Chanukah is celebrated in the northern hemisphere at the darkest time of the year. The nine branched menorah, also known as a Chanukah, is placed in windows by way of pointing to the Light of the Holy One. The timing of the festival in the midst of winter reinforces the image of moving from darkness to light. Many of those who observe Chanukah understand the candles as offering a spiritual light enabling people to overcome difficulties, allowing them to move from places of personal darkness towards light.
In the Jewish mystical tradition light is synonymous with the Divine. Robin Levinson observes that one such powerful image is of the overwhelming energy of God’s light shattering the vessel that held it and scattering it into countless “holy sparks” that spread across the entire universe. So we find the mystical tradition of “raising holy sparks” connected with the mandate to Jews of tikkun olam – repairing the world.
Looking down at the Ground Zero site that afternoon in 2001 each team of workers was like the nine-branched menorah. This was no place for working as a solitary individual. Together they were shedding light, differing with darkness, repairing a rupture in the world. As I walked away with that image flooding my imagination I was crying.
The tears streaming down my cheeks were a common sight around Ground Zero. I wondered if others were coming away wondering how to be part of “holy sparks” of the Creator’s light. More than a cathartic response to the emotional intensity of Ground Zero, the tears were in recognition and acknowledgement of the internal shift on my spiritual landscape that came from being present at the site. Like most sacred places of pilgrimage the pilgrim comes away changed and transformed in some way because of being present in the presence of the sacred.
I returned to historic St. Paul’s Chapel where George Washington was inaugurated as President of the United States. It had been transformed from a place of worship into a respite center for the workers at Ground Zero. A place of worship was revealing the meaning of service.
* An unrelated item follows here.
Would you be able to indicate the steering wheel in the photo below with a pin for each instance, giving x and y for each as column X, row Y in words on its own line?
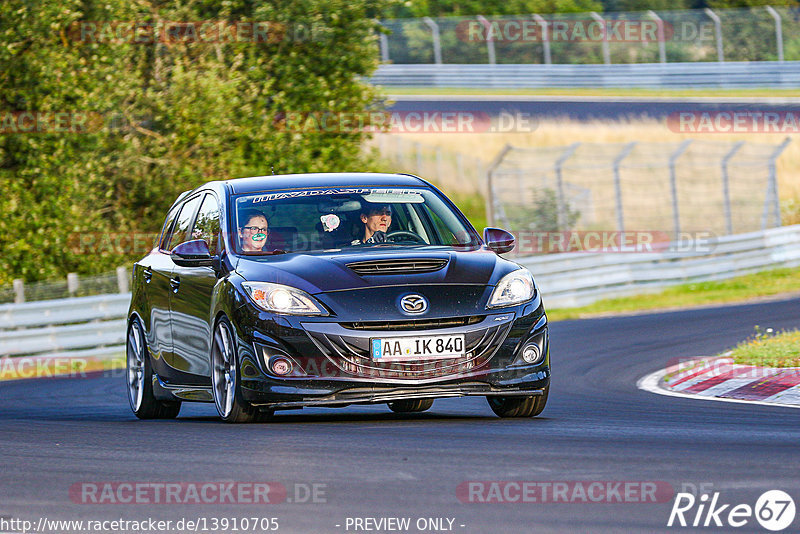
column 410, row 235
Inside cots were set up for workers to nap on, food was served to them from the kitchens of New York’s finest restaurants, massages were offered to exhausted and stressed workers many of whom had not seen home in days.
That night as I travelled on a train to rural Connecticut I realized that I was leaving a place where terror had ripped the veil of American innocence. I was heading to the bucolic beauty of a conference center alongside a river surrounded by the resplendent beauty of the colors of the last changing leaves of fall. My destination felt both like a dislocation from the reality of Ground Zero and a reminder of human beauty coexisting with it.
On the train ride I remembered some lines from Yeats – “I have spread my dreams under your feet. Tread softly because you tread on my dreams.” I wondered, as I still do, how we will tread softly on the dreams of the Holy for the entire human family.
Perhaps the answer lies beyond the memories of the carnage of Ground Zero in the other story of Ground Zero. It was a story of people uniting in their common humanity across boundaries of religion, place or race. Selflessness was unassumingly assumed. Holy sparks of light were present in the determination to overcome the darkness of what had happened. Anger, loss and grief were giving way to oneness discovered in service and generous hearts at work.
I don’t know your memories and experiences of Ground Zero but mine were transformative. 9/11 and Ground Zero still beckon with the invitation to oneness that takes us beyond our own memories and into the well-being of all. We’re still invited to be holy sparks for goodness and repairing the world.